Research Question

By: Jennifer Pleska

What is George Templeton Strong’s legacy in New York City and Greenwich Village?

My research question and topic changed completely throughout the course of my preliminary research in September. My original topic, slavery and abolition in Greenwich Village, proved too broad of a topic to cover in a single semester. Additionally, the secretive aspects of the Underground Railroad itself caused complications in uncovering locations and accurate historical information. Instead of investigating the connection between slavery and abolition in Greenwich Village, I decided to research the life of George Templeton Strong. Strong stands out as an important historical figure for multiple reasons. The first reason, and the source of most of the research for this project, is his forty-year diary.

My main source for research is George Templeton Strong’s diary. The New-York Historical Society holds the original diary, which was not accessible. As a result, I focused my research on the first printing of the diary. Fales Library & Special Collections at New York University owns the four-volume first printing, published in 1952 by Macmillan Company. I also used an abridged version of the diary which the University of Washington Press published in 1988.

Other sources of research and digital images came from the Library of Congress, Ballou’s Pictorial Drawing Room Companion (Boston), The New York Times, the New York Public Library Collection, and Harper’s Weekly. I also took my own photographs of certain places and images from the diary.

George Templeton Strong lived in New York City between 1820 and 1875. He started keeping his diary in 1835 and continued writing in it up until a month before his death in July 1875. Strong kept a thorough account of his life in the city, his social activities, his opinions about current events, and the general atmosphere surrounding daily life in the middle of the nineteenth century. Strong’s diary serves as a significant source for anyone studying social history of nineteenth century United States history.

My primary goal of the exhibit is to showcase the significance of Strong’s diary and his personal legacy. Strong’s diary provides a unique glimpse into his life and the lives of those around him. I plan to include information that describes the multiple aspects of Strong’s life such as his personal, family life, his life as an attorney, his involvements in multiple organizations, and his political opinions during the American Civil War. Through my digital exhibition, I strive to provide one example of the life of a New York City citizen in antebellum New York, the Civil War, and the years of Reconstruction.

Original Draft Essay on Slavery and Abolition:

The issue of slavery and the growing force of abolition reverberated across the United States in the decades between the Revolutionary War and the Civil War. The United States Constitution outlawed the international slave trade starting in 1808. Despite the abolishment of the importation of slaves, the slave trade within the United States continued until the end of the Civil War. New York State abolished the slavery in 1827 and became a central part of the abolition movement. The Underground Railroad operated in New York City and the city hosted prominent abolitionists. The primary objective of my research and the creation of my digital exhibition is to examine the role of slavery and abolition in Greenwich Village.
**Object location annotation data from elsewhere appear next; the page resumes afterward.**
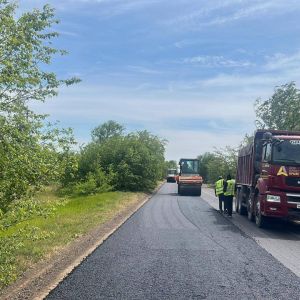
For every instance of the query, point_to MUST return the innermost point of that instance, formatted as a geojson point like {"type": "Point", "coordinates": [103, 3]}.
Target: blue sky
{"type": "Point", "coordinates": [188, 71]}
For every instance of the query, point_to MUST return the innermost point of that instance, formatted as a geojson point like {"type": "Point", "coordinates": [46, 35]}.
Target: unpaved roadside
{"type": "Point", "coordinates": [38, 281]}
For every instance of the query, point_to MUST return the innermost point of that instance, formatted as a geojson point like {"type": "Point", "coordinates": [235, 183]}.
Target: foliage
{"type": "Point", "coordinates": [55, 223]}
{"type": "Point", "coordinates": [107, 130]}
{"type": "Point", "coordinates": [25, 45]}
{"type": "Point", "coordinates": [170, 164]}
{"type": "Point", "coordinates": [281, 111]}
{"type": "Point", "coordinates": [133, 162]}
{"type": "Point", "coordinates": [10, 245]}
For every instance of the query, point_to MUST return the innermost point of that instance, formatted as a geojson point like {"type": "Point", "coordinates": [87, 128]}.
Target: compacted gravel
{"type": "Point", "coordinates": [178, 247]}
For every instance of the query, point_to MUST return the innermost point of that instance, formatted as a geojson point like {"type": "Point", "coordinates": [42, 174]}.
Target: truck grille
{"type": "Point", "coordinates": [293, 181]}
{"type": "Point", "coordinates": [293, 199]}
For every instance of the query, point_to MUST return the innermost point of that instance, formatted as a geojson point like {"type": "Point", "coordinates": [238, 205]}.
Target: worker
{"type": "Point", "coordinates": [229, 190]}
{"type": "Point", "coordinates": [219, 192]}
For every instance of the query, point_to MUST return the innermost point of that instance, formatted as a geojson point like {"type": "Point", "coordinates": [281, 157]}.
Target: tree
{"type": "Point", "coordinates": [107, 130]}
{"type": "Point", "coordinates": [281, 111]}
{"type": "Point", "coordinates": [132, 162]}
{"type": "Point", "coordinates": [31, 153]}
{"type": "Point", "coordinates": [204, 160]}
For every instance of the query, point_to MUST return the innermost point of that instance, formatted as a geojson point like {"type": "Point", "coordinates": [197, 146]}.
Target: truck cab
{"type": "Point", "coordinates": [268, 177]}
{"type": "Point", "coordinates": [189, 179]}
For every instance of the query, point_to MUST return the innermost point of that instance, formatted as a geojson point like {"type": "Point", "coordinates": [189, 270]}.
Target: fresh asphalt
{"type": "Point", "coordinates": [179, 247]}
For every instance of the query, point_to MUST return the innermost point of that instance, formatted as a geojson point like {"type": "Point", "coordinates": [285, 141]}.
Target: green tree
{"type": "Point", "coordinates": [107, 130]}
{"type": "Point", "coordinates": [281, 111]}
{"type": "Point", "coordinates": [133, 162]}
{"type": "Point", "coordinates": [31, 153]}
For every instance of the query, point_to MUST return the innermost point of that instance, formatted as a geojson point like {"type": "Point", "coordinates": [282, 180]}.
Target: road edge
{"type": "Point", "coordinates": [43, 277]}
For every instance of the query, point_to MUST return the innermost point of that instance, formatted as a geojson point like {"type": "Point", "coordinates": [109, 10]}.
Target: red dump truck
{"type": "Point", "coordinates": [268, 176]}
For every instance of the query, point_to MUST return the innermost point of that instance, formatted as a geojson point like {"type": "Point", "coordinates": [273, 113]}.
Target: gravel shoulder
{"type": "Point", "coordinates": [179, 248]}
{"type": "Point", "coordinates": [38, 281]}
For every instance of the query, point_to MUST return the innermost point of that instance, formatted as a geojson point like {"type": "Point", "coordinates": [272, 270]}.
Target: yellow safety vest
{"type": "Point", "coordinates": [219, 187]}
{"type": "Point", "coordinates": [230, 188]}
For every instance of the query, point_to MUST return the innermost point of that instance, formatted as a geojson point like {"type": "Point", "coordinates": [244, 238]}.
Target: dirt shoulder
{"type": "Point", "coordinates": [38, 281]}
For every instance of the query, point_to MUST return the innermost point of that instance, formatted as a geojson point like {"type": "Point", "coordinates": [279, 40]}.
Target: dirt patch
{"type": "Point", "coordinates": [38, 281]}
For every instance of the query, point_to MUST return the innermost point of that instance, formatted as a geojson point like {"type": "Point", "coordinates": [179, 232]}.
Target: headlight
{"type": "Point", "coordinates": [273, 198]}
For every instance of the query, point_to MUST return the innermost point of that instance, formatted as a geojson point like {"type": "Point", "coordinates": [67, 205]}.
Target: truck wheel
{"type": "Point", "coordinates": [199, 192]}
{"type": "Point", "coordinates": [237, 204]}
{"type": "Point", "coordinates": [179, 190]}
{"type": "Point", "coordinates": [240, 209]}
{"type": "Point", "coordinates": [249, 210]}
{"type": "Point", "coordinates": [260, 220]}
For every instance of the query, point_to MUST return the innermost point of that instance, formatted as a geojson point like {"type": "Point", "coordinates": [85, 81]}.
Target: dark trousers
{"type": "Point", "coordinates": [228, 204]}
{"type": "Point", "coordinates": [221, 202]}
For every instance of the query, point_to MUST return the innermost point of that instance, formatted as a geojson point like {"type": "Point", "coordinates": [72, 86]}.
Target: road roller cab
{"type": "Point", "coordinates": [189, 180]}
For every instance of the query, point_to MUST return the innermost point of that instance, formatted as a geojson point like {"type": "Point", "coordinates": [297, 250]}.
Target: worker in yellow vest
{"type": "Point", "coordinates": [219, 192]}
{"type": "Point", "coordinates": [229, 191]}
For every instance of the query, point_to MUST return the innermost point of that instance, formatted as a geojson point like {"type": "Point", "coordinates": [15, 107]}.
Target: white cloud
{"type": "Point", "coordinates": [216, 61]}
{"type": "Point", "coordinates": [221, 12]}
{"type": "Point", "coordinates": [283, 62]}
{"type": "Point", "coordinates": [188, 143]}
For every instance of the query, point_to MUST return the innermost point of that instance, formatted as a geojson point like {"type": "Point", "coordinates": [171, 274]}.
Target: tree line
{"type": "Point", "coordinates": [35, 153]}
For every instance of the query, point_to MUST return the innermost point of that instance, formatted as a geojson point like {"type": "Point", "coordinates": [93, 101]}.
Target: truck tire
{"type": "Point", "coordinates": [199, 192]}
{"type": "Point", "coordinates": [260, 220]}
{"type": "Point", "coordinates": [239, 208]}
{"type": "Point", "coordinates": [179, 189]}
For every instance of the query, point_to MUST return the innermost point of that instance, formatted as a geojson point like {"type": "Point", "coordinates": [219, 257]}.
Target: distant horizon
{"type": "Point", "coordinates": [187, 72]}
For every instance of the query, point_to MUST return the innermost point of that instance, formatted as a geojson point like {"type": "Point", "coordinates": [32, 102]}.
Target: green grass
{"type": "Point", "coordinates": [48, 234]}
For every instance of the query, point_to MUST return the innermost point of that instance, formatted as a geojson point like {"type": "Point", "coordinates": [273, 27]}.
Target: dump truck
{"type": "Point", "coordinates": [189, 180]}
{"type": "Point", "coordinates": [268, 177]}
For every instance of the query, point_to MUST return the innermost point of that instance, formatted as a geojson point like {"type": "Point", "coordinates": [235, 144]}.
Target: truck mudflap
{"type": "Point", "coordinates": [288, 207]}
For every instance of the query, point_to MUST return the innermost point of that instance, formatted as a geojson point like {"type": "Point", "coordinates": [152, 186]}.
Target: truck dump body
{"type": "Point", "coordinates": [268, 176]}
{"type": "Point", "coordinates": [249, 157]}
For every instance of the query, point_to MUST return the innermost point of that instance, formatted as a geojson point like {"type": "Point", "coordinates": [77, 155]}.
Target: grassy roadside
{"type": "Point", "coordinates": [26, 242]}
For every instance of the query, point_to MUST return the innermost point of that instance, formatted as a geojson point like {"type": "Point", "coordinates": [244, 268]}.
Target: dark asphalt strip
{"type": "Point", "coordinates": [179, 248]}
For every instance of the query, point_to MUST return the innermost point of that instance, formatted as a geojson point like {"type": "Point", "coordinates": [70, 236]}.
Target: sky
{"type": "Point", "coordinates": [188, 71]}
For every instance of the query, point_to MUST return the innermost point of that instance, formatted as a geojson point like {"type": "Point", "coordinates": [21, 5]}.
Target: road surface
{"type": "Point", "coordinates": [179, 247]}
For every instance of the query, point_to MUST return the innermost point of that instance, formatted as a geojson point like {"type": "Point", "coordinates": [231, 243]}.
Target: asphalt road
{"type": "Point", "coordinates": [281, 239]}
{"type": "Point", "coordinates": [179, 248]}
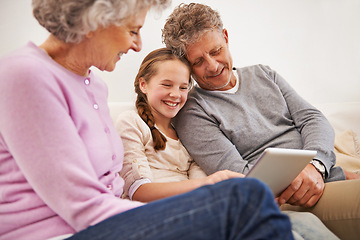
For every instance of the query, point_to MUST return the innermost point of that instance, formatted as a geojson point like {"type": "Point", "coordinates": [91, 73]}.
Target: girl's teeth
{"type": "Point", "coordinates": [171, 104]}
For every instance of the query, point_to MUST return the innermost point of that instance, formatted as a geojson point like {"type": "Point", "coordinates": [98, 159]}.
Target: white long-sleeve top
{"type": "Point", "coordinates": [143, 164]}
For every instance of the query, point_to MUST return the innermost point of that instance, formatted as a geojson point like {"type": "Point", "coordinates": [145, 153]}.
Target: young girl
{"type": "Point", "coordinates": [156, 164]}
{"type": "Point", "coordinates": [153, 152]}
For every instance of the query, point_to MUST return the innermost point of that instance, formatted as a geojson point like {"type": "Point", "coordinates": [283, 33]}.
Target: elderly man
{"type": "Point", "coordinates": [234, 114]}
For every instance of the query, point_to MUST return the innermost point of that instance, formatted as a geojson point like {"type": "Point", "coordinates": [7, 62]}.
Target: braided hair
{"type": "Point", "coordinates": [147, 70]}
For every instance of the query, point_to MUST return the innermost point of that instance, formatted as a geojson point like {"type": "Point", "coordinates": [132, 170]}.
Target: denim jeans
{"type": "Point", "coordinates": [233, 209]}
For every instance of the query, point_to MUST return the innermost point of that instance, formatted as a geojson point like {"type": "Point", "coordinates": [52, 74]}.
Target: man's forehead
{"type": "Point", "coordinates": [208, 42]}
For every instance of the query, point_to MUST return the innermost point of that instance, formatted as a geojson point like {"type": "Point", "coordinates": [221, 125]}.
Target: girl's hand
{"type": "Point", "coordinates": [221, 176]}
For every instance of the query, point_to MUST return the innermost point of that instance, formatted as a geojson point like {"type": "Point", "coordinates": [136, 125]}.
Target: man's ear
{"type": "Point", "coordinates": [226, 36]}
{"type": "Point", "coordinates": [142, 85]}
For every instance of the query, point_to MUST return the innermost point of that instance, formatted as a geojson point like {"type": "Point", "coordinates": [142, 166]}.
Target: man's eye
{"type": "Point", "coordinates": [216, 52]}
{"type": "Point", "coordinates": [198, 62]}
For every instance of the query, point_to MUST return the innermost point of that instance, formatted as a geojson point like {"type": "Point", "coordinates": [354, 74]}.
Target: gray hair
{"type": "Point", "coordinates": [71, 20]}
{"type": "Point", "coordinates": [187, 24]}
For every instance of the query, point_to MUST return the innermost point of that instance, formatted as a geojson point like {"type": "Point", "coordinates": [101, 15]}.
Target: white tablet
{"type": "Point", "coordinates": [278, 167]}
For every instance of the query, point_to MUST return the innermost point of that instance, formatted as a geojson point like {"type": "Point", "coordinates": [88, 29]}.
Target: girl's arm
{"type": "Point", "coordinates": [154, 191]}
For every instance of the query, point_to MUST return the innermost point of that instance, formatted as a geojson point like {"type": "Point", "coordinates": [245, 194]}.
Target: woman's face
{"type": "Point", "coordinates": [107, 45]}
{"type": "Point", "coordinates": [167, 90]}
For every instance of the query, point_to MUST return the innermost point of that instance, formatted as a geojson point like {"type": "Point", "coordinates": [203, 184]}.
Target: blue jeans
{"type": "Point", "coordinates": [233, 209]}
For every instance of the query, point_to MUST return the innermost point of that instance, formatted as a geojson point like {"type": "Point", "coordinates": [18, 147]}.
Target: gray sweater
{"type": "Point", "coordinates": [231, 130]}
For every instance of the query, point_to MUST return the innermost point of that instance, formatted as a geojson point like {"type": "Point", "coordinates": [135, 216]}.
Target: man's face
{"type": "Point", "coordinates": [211, 61]}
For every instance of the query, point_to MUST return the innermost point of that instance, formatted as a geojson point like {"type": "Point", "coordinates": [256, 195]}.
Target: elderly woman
{"type": "Point", "coordinates": [60, 154]}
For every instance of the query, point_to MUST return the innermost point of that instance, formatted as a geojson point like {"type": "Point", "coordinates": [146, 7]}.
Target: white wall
{"type": "Point", "coordinates": [314, 44]}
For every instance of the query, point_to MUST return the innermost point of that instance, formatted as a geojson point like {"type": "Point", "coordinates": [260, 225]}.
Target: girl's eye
{"type": "Point", "coordinates": [198, 62]}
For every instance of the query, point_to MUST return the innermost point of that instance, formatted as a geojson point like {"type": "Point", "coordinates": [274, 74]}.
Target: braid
{"type": "Point", "coordinates": [146, 115]}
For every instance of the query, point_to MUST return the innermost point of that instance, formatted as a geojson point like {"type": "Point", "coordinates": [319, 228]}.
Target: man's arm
{"type": "Point", "coordinates": [205, 142]}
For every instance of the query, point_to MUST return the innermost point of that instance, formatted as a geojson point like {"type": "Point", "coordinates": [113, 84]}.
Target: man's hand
{"type": "Point", "coordinates": [305, 190]}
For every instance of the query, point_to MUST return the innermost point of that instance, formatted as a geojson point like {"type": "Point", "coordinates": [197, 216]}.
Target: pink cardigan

Preliminary questions guiding my research will include: How did slavery and the abolitionist movement affect residents of Greenwich Village? What historical landmarks, neighborhoods, or streets reflect slavery and abolition in Greenwich Village? How did Greenwich Village fit into the national framework in the years leading up to the Civil War?

At the onset, I plan to focus my research on a fairly broad period of time between 1808 and 1860. However, the time period will narrow as I gather information and refine the subject of my exhibit. I have identified a handful of locations and individuals involved in abolitionist movement and, more specifically, the Underground Railroad. Ideally, it is my goal for my exhibit to provide a glimpse into the everyday lives of the individuals involved and to tell the story of a broader national movement within a local community. One individual of particular interest is Sydney Howard Gay (1814-1888). Gay served as the managing editor of the New York Tribune during the Civil War. He also played a large role as an abolitionist during his years in New York City. Additionally, Gay participated in the Underground Railroad and corresponded with other leading abolitionists of the time period before the Civil War.

I plan to use several primary resources for my research. Columbia University Libraries holds a collection of Sydney Howard Gay's personal papers. The New-York Historical Society will also serve as a site for primary resources. I will also use the New York Public Library for primary source materials.

In order to complete this exhibit, I need to continue to refine my topic. My current topic is too broad and I will concentrate on something more specific in Greenwich Village whether that focus is a person, a landmark, or an event relating to the role of slavery and/or abolition in antebellum America. My current understanding of this topic is based in the wider national perspective and I need to gain more information relating specifically to Greenwich Village. Lastly, I am still in the process of compiling relevant secondary resources for the exhibit.